Industrious v. Cauley (E.D. Ky. Oct. 1), rejects yet another Second Amendment challenge to felon-in-possession laws — a result that is correct under D.C. v. Heller, and also seems justified in this particular case on various procedural grounds that the court mentions. But at the end, the court says — citing the D.C. Circuit decision that Heller affirmed, Parker v. District of Columbia, 478 F.3d 370 (D.C. Cir. 2007), and that petitioner relied on more than he did on Heller —
Finally, the Court notes that the Parker decision concerned gun restriction laws and the unique legal status of the District of Columbia, as opposed to the status of “States.” See Parker, 478 F.3d at 406 (“The Second Amendment’s “character and aim” does not require that we treat the District as a State. The Amendment was drafted in response to the perceived threat to the “free[dom]” of the “State[s]” posed by a national standing army controlled by the federal government …. Accordingly, both the Supreme Court and this court have consistently held that several constitutional provisions explicitly referring to citizens of “States” do not apply to citizens of the District.”). Parker does not assist Industrious in this § 2241 proceeding.

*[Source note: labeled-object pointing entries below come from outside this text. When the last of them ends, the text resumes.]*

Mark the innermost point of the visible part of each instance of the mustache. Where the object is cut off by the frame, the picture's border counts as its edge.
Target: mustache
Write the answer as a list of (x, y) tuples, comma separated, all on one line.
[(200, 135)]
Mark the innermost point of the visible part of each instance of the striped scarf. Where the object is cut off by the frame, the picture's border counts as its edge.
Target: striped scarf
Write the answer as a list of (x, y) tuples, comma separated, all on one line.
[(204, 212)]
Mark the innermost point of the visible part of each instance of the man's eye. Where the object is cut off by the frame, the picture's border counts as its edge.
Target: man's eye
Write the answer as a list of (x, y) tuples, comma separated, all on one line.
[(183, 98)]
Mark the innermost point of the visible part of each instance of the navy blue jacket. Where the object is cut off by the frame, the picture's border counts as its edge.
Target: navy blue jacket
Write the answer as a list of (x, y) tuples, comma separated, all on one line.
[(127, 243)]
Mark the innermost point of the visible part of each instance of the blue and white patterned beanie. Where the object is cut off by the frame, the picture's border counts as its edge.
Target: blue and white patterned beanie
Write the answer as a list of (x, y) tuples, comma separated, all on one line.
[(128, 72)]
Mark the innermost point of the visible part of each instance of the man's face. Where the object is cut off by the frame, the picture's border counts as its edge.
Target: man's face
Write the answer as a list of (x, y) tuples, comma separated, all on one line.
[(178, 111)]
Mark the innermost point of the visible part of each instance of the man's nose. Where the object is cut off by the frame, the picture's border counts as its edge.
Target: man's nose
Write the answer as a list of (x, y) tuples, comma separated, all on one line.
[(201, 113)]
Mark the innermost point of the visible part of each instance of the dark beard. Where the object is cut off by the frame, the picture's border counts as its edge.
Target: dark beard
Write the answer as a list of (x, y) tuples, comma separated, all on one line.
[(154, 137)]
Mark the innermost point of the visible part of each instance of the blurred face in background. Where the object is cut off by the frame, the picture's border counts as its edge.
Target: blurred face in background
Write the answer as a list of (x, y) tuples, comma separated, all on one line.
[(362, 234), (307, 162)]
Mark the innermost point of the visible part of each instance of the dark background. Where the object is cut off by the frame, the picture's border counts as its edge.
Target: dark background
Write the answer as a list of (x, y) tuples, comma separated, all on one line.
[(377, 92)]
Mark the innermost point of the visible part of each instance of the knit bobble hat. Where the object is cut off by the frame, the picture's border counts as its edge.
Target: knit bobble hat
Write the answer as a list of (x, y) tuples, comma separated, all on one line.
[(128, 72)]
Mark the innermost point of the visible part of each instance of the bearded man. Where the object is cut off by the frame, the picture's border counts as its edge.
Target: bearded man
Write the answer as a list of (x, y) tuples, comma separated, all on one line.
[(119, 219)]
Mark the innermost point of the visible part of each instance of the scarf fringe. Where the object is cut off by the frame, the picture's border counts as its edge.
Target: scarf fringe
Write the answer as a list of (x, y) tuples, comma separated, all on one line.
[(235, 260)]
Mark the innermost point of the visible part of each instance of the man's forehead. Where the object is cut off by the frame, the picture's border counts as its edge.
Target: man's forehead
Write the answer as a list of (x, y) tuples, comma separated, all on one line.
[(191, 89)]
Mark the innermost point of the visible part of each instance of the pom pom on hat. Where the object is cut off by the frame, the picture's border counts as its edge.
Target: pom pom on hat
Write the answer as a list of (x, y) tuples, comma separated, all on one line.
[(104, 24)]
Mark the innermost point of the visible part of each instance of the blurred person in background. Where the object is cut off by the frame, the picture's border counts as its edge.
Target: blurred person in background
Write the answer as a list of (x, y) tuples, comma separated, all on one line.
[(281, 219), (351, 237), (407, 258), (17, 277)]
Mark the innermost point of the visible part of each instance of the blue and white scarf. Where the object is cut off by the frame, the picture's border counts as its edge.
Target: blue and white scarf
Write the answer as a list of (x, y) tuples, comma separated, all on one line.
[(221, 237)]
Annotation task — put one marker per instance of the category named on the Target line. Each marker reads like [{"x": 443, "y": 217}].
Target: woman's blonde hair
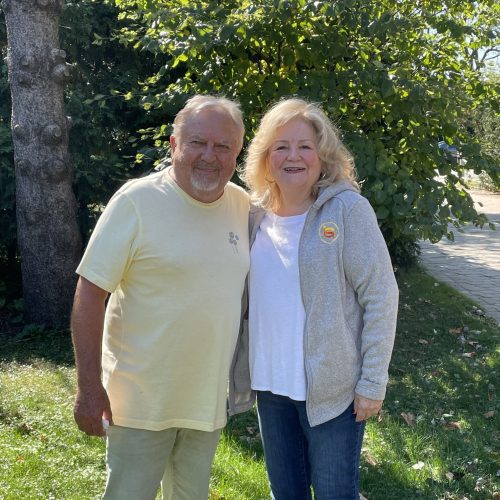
[{"x": 337, "y": 163}]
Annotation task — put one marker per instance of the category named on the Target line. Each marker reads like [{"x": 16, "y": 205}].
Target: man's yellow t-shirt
[{"x": 175, "y": 268}]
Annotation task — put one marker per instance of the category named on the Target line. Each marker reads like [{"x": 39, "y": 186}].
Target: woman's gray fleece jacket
[{"x": 350, "y": 298}]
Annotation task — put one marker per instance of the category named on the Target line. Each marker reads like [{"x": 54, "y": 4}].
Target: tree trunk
[{"x": 48, "y": 235}]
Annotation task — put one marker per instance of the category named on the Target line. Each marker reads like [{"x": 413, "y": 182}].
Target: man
[{"x": 172, "y": 250}]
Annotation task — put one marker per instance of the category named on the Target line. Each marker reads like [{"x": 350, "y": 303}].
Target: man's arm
[{"x": 92, "y": 403}]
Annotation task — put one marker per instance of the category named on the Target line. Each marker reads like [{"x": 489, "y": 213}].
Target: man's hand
[
  {"x": 365, "y": 408},
  {"x": 91, "y": 407},
  {"x": 92, "y": 402}
]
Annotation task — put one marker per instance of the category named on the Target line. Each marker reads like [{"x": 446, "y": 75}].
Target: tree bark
[{"x": 48, "y": 235}]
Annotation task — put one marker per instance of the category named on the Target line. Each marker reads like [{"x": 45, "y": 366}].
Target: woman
[{"x": 322, "y": 306}]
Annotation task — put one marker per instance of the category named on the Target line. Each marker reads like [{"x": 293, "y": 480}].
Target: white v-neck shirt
[{"x": 276, "y": 313}]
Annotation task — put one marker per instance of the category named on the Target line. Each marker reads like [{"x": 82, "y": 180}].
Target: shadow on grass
[{"x": 244, "y": 431}]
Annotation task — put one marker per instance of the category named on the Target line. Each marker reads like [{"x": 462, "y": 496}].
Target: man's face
[{"x": 204, "y": 155}]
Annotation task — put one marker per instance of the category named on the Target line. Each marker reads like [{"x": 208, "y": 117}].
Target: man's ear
[{"x": 173, "y": 144}]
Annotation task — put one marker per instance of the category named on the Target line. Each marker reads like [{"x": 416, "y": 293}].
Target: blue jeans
[{"x": 299, "y": 456}]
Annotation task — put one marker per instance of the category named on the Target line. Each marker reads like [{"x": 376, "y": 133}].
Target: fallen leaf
[{"x": 409, "y": 418}]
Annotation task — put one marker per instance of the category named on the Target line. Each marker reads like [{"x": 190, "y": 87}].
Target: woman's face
[{"x": 293, "y": 158}]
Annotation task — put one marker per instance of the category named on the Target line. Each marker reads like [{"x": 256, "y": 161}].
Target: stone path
[{"x": 471, "y": 263}]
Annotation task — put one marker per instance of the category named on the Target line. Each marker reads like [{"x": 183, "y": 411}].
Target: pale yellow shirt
[{"x": 175, "y": 268}]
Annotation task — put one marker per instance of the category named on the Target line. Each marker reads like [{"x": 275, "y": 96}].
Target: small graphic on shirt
[
  {"x": 233, "y": 241},
  {"x": 328, "y": 232}
]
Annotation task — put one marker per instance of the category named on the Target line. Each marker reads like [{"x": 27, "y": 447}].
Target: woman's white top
[{"x": 276, "y": 313}]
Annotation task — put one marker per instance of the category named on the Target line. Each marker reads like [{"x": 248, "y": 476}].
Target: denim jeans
[{"x": 299, "y": 456}]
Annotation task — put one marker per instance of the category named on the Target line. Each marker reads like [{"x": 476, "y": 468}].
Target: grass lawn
[{"x": 438, "y": 436}]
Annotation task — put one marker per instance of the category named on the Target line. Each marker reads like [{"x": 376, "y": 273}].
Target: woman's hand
[{"x": 365, "y": 408}]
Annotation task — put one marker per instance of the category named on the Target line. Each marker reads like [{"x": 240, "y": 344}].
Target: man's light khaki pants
[{"x": 138, "y": 461}]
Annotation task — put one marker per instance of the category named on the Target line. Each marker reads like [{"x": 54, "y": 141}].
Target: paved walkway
[{"x": 471, "y": 263}]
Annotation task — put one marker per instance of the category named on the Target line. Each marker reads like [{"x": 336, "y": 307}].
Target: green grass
[{"x": 444, "y": 378}]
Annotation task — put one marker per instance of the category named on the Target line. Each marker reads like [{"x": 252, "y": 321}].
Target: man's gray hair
[{"x": 200, "y": 102}]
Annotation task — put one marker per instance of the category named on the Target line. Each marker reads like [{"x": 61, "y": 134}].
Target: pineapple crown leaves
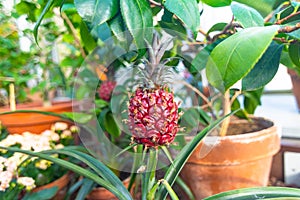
[{"x": 153, "y": 70}]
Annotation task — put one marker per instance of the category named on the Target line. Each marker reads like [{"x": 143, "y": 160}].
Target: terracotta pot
[
  {"x": 296, "y": 86},
  {"x": 101, "y": 193},
  {"x": 33, "y": 122},
  {"x": 234, "y": 161},
  {"x": 61, "y": 183}
]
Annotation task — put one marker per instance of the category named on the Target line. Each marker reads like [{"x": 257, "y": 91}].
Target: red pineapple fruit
[
  {"x": 106, "y": 89},
  {"x": 152, "y": 112}
]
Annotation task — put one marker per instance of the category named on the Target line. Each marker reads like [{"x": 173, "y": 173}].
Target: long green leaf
[
  {"x": 246, "y": 16},
  {"x": 258, "y": 193},
  {"x": 217, "y": 3},
  {"x": 39, "y": 21},
  {"x": 294, "y": 52},
  {"x": 85, "y": 189},
  {"x": 137, "y": 15},
  {"x": 184, "y": 155},
  {"x": 266, "y": 68},
  {"x": 98, "y": 167},
  {"x": 42, "y": 194},
  {"x": 75, "y": 168},
  {"x": 230, "y": 61},
  {"x": 187, "y": 11},
  {"x": 62, "y": 116}
]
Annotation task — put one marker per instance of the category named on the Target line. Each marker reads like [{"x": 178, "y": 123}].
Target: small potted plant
[
  {"x": 21, "y": 175},
  {"x": 247, "y": 49}
]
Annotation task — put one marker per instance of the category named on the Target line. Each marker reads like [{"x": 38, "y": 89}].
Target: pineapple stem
[
  {"x": 227, "y": 109},
  {"x": 148, "y": 178}
]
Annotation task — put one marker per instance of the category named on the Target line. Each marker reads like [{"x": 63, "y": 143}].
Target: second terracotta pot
[
  {"x": 233, "y": 161},
  {"x": 34, "y": 122}
]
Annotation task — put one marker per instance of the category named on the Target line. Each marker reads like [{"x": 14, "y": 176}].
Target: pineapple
[{"x": 152, "y": 111}]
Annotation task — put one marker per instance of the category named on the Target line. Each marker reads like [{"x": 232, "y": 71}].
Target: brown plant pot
[
  {"x": 101, "y": 193},
  {"x": 295, "y": 78},
  {"x": 234, "y": 161},
  {"x": 60, "y": 183},
  {"x": 33, "y": 122}
]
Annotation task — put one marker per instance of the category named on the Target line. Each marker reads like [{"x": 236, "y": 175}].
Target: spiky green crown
[{"x": 154, "y": 70}]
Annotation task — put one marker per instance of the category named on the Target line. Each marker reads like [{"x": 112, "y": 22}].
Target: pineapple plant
[{"x": 152, "y": 111}]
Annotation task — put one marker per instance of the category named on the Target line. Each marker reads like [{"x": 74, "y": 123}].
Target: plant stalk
[{"x": 227, "y": 109}]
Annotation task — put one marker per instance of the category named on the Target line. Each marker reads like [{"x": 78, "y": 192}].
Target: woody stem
[{"x": 227, "y": 109}]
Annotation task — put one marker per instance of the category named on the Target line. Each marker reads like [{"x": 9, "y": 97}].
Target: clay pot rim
[{"x": 243, "y": 136}]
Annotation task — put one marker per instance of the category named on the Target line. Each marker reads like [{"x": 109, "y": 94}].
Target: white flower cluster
[{"x": 47, "y": 140}]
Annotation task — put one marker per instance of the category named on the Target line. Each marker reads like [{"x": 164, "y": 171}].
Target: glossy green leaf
[
  {"x": 265, "y": 69},
  {"x": 101, "y": 31},
  {"x": 285, "y": 59},
  {"x": 68, "y": 8},
  {"x": 217, "y": 27},
  {"x": 87, "y": 39},
  {"x": 294, "y": 52},
  {"x": 230, "y": 61},
  {"x": 85, "y": 9},
  {"x": 217, "y": 3},
  {"x": 199, "y": 62},
  {"x": 117, "y": 26},
  {"x": 180, "y": 160},
  {"x": 77, "y": 169},
  {"x": 258, "y": 193},
  {"x": 252, "y": 100},
  {"x": 39, "y": 21},
  {"x": 264, "y": 7},
  {"x": 97, "y": 11},
  {"x": 137, "y": 15},
  {"x": 246, "y": 16},
  {"x": 105, "y": 10},
  {"x": 187, "y": 11}
]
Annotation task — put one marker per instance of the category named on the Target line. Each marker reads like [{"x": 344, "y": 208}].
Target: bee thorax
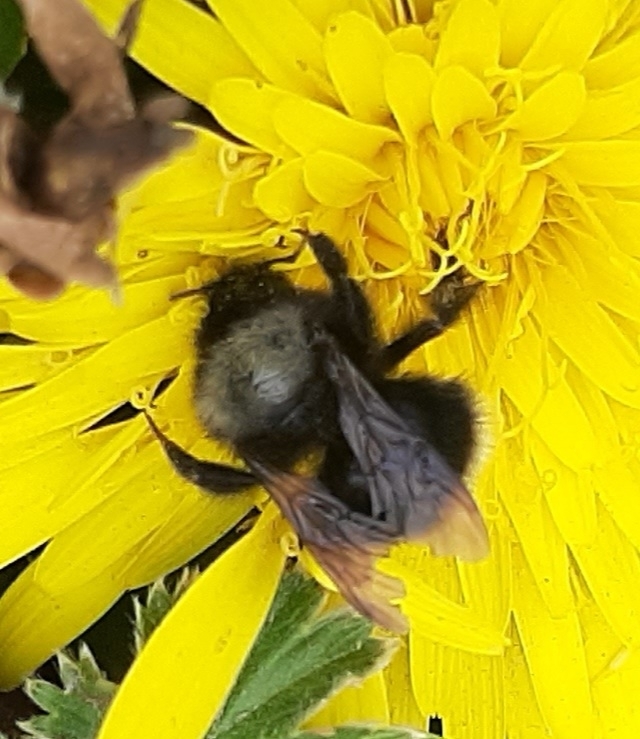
[{"x": 253, "y": 377}]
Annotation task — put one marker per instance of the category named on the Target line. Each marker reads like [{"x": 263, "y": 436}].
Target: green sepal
[
  {"x": 298, "y": 661},
  {"x": 75, "y": 710},
  {"x": 12, "y": 37},
  {"x": 366, "y": 732}
]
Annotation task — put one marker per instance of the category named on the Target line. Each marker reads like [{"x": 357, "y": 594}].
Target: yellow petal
[
  {"x": 363, "y": 703},
  {"x": 403, "y": 709},
  {"x": 280, "y": 42},
  {"x": 471, "y": 38},
  {"x": 555, "y": 656},
  {"x": 85, "y": 317},
  {"x": 338, "y": 181},
  {"x": 552, "y": 108},
  {"x": 608, "y": 113},
  {"x": 616, "y": 65},
  {"x": 282, "y": 194},
  {"x": 465, "y": 689},
  {"x": 545, "y": 551},
  {"x": 245, "y": 108},
  {"x": 620, "y": 216},
  {"x": 438, "y": 618},
  {"x": 34, "y": 624},
  {"x": 356, "y": 50},
  {"x": 570, "y": 496},
  {"x": 166, "y": 30},
  {"x": 207, "y": 641},
  {"x": 573, "y": 321},
  {"x": 58, "y": 401},
  {"x": 612, "y": 163},
  {"x": 309, "y": 127},
  {"x": 522, "y": 713},
  {"x": 518, "y": 29},
  {"x": 568, "y": 35},
  {"x": 408, "y": 82},
  {"x": 413, "y": 39},
  {"x": 517, "y": 228},
  {"x": 459, "y": 97},
  {"x": 611, "y": 569},
  {"x": 486, "y": 585},
  {"x": 543, "y": 398}
]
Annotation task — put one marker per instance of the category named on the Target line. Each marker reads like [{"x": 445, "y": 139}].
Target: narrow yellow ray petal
[
  {"x": 282, "y": 194},
  {"x": 403, "y": 709},
  {"x": 615, "y": 671},
  {"x": 280, "y": 42},
  {"x": 408, "y": 82},
  {"x": 608, "y": 113},
  {"x": 620, "y": 215},
  {"x": 27, "y": 365},
  {"x": 471, "y": 38},
  {"x": 522, "y": 713},
  {"x": 518, "y": 29},
  {"x": 363, "y": 703},
  {"x": 572, "y": 320},
  {"x": 465, "y": 689},
  {"x": 568, "y": 36},
  {"x": 56, "y": 403},
  {"x": 616, "y": 484},
  {"x": 551, "y": 109},
  {"x": 555, "y": 656},
  {"x": 35, "y": 623},
  {"x": 197, "y": 520},
  {"x": 543, "y": 398},
  {"x": 309, "y": 127},
  {"x": 615, "y": 698},
  {"x": 58, "y": 486},
  {"x": 191, "y": 172},
  {"x": 518, "y": 227},
  {"x": 245, "y": 108},
  {"x": 355, "y": 43},
  {"x": 117, "y": 524},
  {"x": 435, "y": 617},
  {"x": 611, "y": 569},
  {"x": 611, "y": 163},
  {"x": 486, "y": 585},
  {"x": 544, "y": 549},
  {"x": 169, "y": 27},
  {"x": 611, "y": 275},
  {"x": 206, "y": 642},
  {"x": 198, "y": 219},
  {"x": 618, "y": 64},
  {"x": 412, "y": 39},
  {"x": 570, "y": 496},
  {"x": 338, "y": 181},
  {"x": 83, "y": 317},
  {"x": 459, "y": 97}
]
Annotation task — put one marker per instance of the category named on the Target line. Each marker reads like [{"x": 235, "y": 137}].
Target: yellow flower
[{"x": 516, "y": 127}]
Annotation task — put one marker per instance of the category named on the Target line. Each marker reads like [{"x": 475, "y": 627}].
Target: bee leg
[
  {"x": 209, "y": 476},
  {"x": 447, "y": 300},
  {"x": 350, "y": 318}
]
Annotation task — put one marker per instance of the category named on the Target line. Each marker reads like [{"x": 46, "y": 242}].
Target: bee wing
[
  {"x": 412, "y": 487},
  {"x": 344, "y": 543}
]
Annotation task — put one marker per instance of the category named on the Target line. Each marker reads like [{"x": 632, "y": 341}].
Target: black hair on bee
[{"x": 283, "y": 371}]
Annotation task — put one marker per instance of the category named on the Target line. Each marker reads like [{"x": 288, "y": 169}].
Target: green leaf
[
  {"x": 298, "y": 660},
  {"x": 75, "y": 710},
  {"x": 12, "y": 37},
  {"x": 367, "y": 732}
]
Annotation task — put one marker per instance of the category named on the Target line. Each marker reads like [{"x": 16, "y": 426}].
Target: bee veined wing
[
  {"x": 344, "y": 543},
  {"x": 412, "y": 487}
]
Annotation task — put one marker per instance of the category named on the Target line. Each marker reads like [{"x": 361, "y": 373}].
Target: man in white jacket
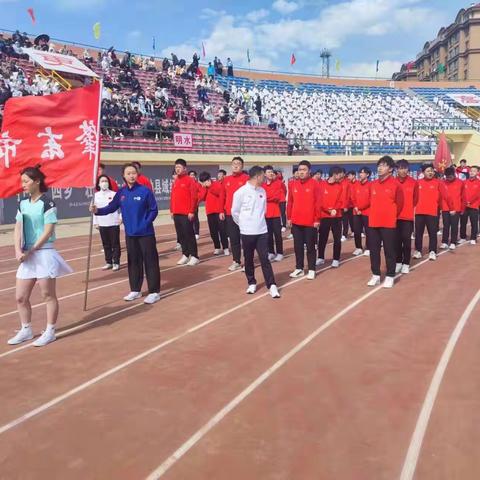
[{"x": 248, "y": 212}]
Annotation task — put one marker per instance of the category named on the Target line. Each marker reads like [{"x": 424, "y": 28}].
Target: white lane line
[
  {"x": 413, "y": 453},
  {"x": 42, "y": 408}
]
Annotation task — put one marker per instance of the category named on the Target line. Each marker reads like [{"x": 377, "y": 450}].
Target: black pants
[
  {"x": 274, "y": 226},
  {"x": 142, "y": 253},
  {"x": 186, "y": 235},
  {"x": 404, "y": 241},
  {"x": 450, "y": 227},
  {"x": 431, "y": 222},
  {"x": 388, "y": 237},
  {"x": 283, "y": 213},
  {"x": 259, "y": 243},
  {"x": 472, "y": 214},
  {"x": 111, "y": 243},
  {"x": 347, "y": 219},
  {"x": 360, "y": 225},
  {"x": 304, "y": 236},
  {"x": 335, "y": 225},
  {"x": 196, "y": 223},
  {"x": 233, "y": 233},
  {"x": 217, "y": 231}
]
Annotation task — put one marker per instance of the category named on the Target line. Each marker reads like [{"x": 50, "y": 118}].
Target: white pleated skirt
[{"x": 45, "y": 263}]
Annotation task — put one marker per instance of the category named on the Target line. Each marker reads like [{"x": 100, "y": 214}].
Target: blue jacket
[{"x": 139, "y": 209}]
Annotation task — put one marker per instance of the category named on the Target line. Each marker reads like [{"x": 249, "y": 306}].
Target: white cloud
[
  {"x": 285, "y": 7},
  {"x": 256, "y": 15}
]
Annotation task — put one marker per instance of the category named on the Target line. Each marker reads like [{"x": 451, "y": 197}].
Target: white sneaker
[
  {"x": 152, "y": 298},
  {"x": 183, "y": 260},
  {"x": 48, "y": 336},
  {"x": 405, "y": 269},
  {"x": 274, "y": 292},
  {"x": 388, "y": 282},
  {"x": 297, "y": 273},
  {"x": 374, "y": 281},
  {"x": 24, "y": 334},
  {"x": 234, "y": 266},
  {"x": 193, "y": 261},
  {"x": 132, "y": 296}
]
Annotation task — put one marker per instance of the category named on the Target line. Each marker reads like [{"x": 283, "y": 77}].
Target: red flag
[
  {"x": 443, "y": 158},
  {"x": 60, "y": 132},
  {"x": 32, "y": 14}
]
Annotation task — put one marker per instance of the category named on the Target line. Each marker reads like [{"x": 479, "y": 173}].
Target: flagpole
[{"x": 94, "y": 176}]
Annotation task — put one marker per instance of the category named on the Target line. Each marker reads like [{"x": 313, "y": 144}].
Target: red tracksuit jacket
[
  {"x": 430, "y": 196},
  {"x": 232, "y": 183},
  {"x": 409, "y": 189},
  {"x": 333, "y": 198},
  {"x": 360, "y": 196},
  {"x": 386, "y": 202},
  {"x": 214, "y": 198},
  {"x": 455, "y": 198},
  {"x": 274, "y": 195},
  {"x": 184, "y": 196},
  {"x": 472, "y": 193},
  {"x": 304, "y": 202}
]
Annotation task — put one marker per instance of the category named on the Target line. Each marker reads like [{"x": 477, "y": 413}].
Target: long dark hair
[{"x": 37, "y": 176}]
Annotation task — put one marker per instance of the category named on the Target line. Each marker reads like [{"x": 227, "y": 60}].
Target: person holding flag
[{"x": 39, "y": 261}]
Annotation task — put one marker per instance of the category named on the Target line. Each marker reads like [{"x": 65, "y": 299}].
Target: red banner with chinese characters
[{"x": 60, "y": 132}]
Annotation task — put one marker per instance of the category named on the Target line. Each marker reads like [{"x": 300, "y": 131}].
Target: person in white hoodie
[
  {"x": 248, "y": 212},
  {"x": 108, "y": 225}
]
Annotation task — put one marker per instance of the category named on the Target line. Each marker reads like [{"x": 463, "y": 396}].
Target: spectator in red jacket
[
  {"x": 303, "y": 216},
  {"x": 183, "y": 203},
  {"x": 409, "y": 188},
  {"x": 472, "y": 204},
  {"x": 333, "y": 201},
  {"x": 360, "y": 196},
  {"x": 386, "y": 203},
  {"x": 431, "y": 192},
  {"x": 273, "y": 189},
  {"x": 455, "y": 190},
  {"x": 213, "y": 194}
]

But the quote from Parker is from the dissent, not from the majority opinion. The majority expressly held that the Second Amendment did apply to citizens of the District. And more broadly, the majority’s reasoning recognizing an individual right to possess guns was not limited to D.C. residents, or tied to “the unique legal status of the District of Columbia” — it applied equally to federal laws affecting U.S. citizens throughout the country, as does the Heller decision, which affirmed the D.C. Circuit majority opinion. (Note that the Industrious case involved a conviction for violating a federal law.)
As I said, this doesn’t affect the bottom line, given Heller‘s assertion that bans on felon possession of guns are constitutional, and given the apparent procedural barriers to Industrious’s claim (I assume the district court is right about those). But it does show a pretty serious error in the district court’s interpretation and citation of the Parker decision, and in the district court’s understanding of current Second Amendment law.
I should note, before people start casting political aspersions, that Judge Wilhoit, who wrote the opinion, was appointed by President Reagan in 1981.